Rice hybrids may be a lot like the old Timex watches. They can take a licking from diseases such as sheath blight and keep on ticking, producing higher yields than conventional varieties in the process.
Robert Miller, plant pathologist with RiceTec Inc., says he noticed that one of the rice hybrids he was working with three years ago showed high incidence of disease when it was inoculated with sheath blight in paired plot studies.
But the yield losses were significantly lower in the hybrid — XL723 — at harvest than in conventional varieties with similar disease ratings in the studies conducted at the LSU AgCenter’s Rice Research Station.
Speaking at the recent RiceTec Field Day at its Arkansas Business Center near Harrisburg, Miller said rice hybrids typically have better disease ratings to most of the common diseases found in the southern Rice Belt states of Arkansas, Louisiana, Texas and Mississippi.
“Most of the resistance genes to the diseases are dominant in these hybrids,” he said. “So, if we have a gene in one parent that’s different than the gene in the other parent, when we cross them both genes are active in the hybrid. That tends to give us a much better disease package, and it will help minimize your risk.”
When it comes to sheath blight, the No. 1 disease in north Arkansas and in Louisiana and Texas, RiceTec’s hybrids are rated the same as Francis and Wells, two conventional varieties released by the University of Arkansas.
“When you go out in the field and you hand inoculate with sheath blight inoculum and compare the ratings, you’ll find that, yes, they do have a similar amount of disease — they’re rated MS or moderately susceptible,” said Miller.
“But we were doing similar work at LSU on some varieties where I had some paired plot work. I had one plot inoculated and the plot next to it was not inoculated. And I replicated that and looked at it across years, and came up with some interesting data.”
Miller found that even when hybrids and varieties have the same amount of disease, they experience different levels of yield loss. In LSU inoculated vs. non-inoculated studies, for example, Cocodrie generally loses about 15 percent of normal yield due to sheath blight.
“In the work I did over the last three years, I’ve seen up to a 20 percent yield loss,” said Miller. “You’ll note that Wells, which is moderately susceptible, was at 10 percent, XL8 was at 9 percent.

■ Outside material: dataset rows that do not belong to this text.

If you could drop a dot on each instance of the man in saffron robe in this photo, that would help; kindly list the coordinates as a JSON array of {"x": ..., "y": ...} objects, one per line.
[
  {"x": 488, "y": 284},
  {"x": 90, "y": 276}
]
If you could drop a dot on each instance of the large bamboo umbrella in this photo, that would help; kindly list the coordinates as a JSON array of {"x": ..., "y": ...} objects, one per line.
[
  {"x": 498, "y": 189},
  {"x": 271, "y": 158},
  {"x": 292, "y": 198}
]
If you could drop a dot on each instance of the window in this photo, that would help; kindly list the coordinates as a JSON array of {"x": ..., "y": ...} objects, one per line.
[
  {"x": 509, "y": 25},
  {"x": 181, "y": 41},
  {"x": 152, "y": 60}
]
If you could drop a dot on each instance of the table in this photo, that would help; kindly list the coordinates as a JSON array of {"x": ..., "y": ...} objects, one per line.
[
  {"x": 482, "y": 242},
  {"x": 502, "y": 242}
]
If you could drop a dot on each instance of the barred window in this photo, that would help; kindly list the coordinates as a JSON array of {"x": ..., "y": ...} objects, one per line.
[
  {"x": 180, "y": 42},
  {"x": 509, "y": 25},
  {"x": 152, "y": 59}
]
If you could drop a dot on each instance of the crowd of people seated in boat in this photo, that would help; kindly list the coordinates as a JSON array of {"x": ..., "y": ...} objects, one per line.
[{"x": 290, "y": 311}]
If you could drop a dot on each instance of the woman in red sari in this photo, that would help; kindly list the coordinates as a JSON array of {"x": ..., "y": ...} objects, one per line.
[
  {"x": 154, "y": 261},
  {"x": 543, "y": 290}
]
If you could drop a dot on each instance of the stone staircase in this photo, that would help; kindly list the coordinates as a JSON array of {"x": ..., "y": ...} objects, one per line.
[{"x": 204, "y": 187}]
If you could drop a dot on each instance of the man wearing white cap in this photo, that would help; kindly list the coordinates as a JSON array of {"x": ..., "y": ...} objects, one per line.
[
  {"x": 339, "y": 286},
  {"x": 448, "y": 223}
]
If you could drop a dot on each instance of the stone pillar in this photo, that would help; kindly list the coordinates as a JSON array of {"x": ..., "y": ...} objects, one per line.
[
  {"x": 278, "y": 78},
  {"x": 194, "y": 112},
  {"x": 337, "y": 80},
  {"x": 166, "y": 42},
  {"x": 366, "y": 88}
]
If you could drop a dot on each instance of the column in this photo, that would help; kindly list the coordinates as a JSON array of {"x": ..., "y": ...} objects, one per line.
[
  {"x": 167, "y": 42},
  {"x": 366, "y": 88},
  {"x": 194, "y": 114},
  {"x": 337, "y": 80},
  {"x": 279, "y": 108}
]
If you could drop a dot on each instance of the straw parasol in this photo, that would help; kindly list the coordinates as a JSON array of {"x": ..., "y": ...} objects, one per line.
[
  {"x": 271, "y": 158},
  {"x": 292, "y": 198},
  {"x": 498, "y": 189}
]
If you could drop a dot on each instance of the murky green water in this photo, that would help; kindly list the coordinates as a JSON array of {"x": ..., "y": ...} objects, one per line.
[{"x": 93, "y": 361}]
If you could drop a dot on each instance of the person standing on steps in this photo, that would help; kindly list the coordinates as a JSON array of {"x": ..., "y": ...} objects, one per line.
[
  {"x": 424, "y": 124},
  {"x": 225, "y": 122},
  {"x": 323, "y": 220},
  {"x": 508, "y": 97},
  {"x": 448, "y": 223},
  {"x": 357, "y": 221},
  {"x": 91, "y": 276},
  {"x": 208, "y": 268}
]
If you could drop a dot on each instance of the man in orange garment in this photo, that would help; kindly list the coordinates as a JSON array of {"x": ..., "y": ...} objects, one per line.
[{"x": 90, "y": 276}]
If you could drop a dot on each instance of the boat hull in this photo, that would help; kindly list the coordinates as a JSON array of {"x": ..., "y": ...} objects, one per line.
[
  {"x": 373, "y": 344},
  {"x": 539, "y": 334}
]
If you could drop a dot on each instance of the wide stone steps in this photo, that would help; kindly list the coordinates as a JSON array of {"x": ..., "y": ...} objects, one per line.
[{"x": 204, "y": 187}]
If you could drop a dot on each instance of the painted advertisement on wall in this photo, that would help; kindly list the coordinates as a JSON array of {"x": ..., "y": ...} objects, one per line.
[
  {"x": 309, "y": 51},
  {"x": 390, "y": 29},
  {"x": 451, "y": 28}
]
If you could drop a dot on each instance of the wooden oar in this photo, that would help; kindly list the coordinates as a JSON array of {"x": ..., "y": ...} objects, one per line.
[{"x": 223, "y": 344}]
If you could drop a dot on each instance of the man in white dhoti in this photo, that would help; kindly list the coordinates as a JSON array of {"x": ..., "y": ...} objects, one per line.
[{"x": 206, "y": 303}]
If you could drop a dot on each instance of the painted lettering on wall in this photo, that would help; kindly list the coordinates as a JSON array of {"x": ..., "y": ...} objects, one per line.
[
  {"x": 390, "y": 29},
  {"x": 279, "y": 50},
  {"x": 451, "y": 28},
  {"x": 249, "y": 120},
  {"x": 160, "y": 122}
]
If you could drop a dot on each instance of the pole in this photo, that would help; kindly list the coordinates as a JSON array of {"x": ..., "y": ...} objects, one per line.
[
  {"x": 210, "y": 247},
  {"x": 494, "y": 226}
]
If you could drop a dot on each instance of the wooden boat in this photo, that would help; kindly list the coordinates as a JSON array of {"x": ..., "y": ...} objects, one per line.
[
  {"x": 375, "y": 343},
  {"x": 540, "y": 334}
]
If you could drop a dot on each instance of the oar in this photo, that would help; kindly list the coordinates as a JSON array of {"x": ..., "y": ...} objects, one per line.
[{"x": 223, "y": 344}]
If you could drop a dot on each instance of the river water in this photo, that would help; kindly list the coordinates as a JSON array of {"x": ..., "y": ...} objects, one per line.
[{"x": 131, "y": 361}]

But the surprise was XL723. It has the same amount of disease as Wells and XL8, but the yield loss was 2 percent.”
Miller said other plant pathologists have told him they’re seeing similar results for hybrid rice. “Rick Cartwright, Arkansas Extension plant pathologist, has said that in only one of 10 times did it pay to spray the hybrids with a fungicide,” he said. “You find out they don’t always have the yield loss you would expect from that amount of disease.”
Miller said he isn’t sure how much growers might be able to save on fungicide costs with hybrid rice. “That’s one of the things we’re looking at as we continue to study these hybrids.”
RiceTec leaders said they are evaluating two other rice hybrids with higher yields and strong disease-resistance packages for possible release in 2008.
“XL744 and Clearfield XL745 are both in their fourth year of evaluation,” said RiceTec President John Nelsen, who is based in Alvin, Texas. “If the data supports it, we plan to offer both for next year.”
Nelsen said both hybrids offer 3 percent to 5 percent increases in yield above other recently released hybrids. On average, most hybrids produce about 25 percent more yield than conventional varieties.
RiceTec has always focused on improving yields with its new releases but also puts considerable investment into other characteristics. “In years like this with the high temperatures and the rain we’ve had, hybrids have a better defense mechanism in the Gulf states.”